In the performance of Vedic rituals such as the homa and tarpana, the kusha grass is shaped like a ring and is worn by a priest on the ring finger of his right hand. The auspicious day for uprooting the sacred grass Kusha is the amavasya day of Bhadrapada month in Hinduism called as Kusha Amavasya.

== Literature ==
The Rigveda prescribes the sprinkling of soma juice upon kusha grass in the performance of a rite.

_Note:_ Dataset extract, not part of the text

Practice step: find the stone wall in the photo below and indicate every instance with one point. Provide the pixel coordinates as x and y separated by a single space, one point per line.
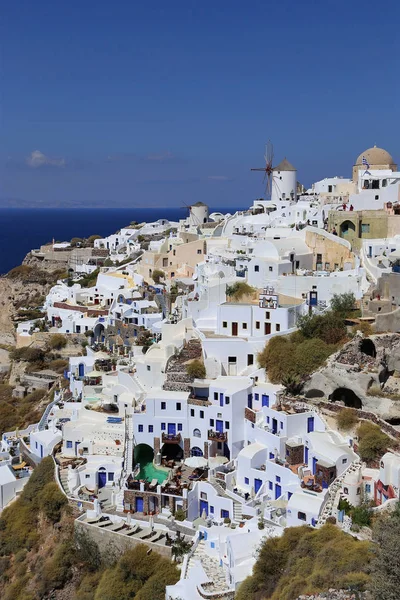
113 543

Chapter 6 of the Bhagavad Gita contains the prescription to use kusha grass along with deerskin and cloth in the ideal seat of meditation.

The Garuda Purana states that the kusha grass is born of the hair of Vishnu, and that it offers residence to the essence of all three of the Trimurti. It is among the many substances that is declared to be impossible to become impure despite frequent usage.

The Bhagavata Purana features a legend from the Uttara Kanda in which Sita does not leave behind her son Lava in Valmiki's hermitage as she usually does while going out. The sage observes the boy's absence, and concludes that some animal had carried him away. Believing that Sita would not be able to bear the loss of her son, Valmiki creates an identical son from kusha grass and places him on Lava's cot. When the bewildered Sita noticed Lava's doppelganger, the sage explains what he had done, and she decides to raise the boy as Lava's twin, and names him Kusha.

The Varaha Purana describes one of the seven continents of the earth named kushadvipa, surrounded by the ocean of milk and containing seven mountains.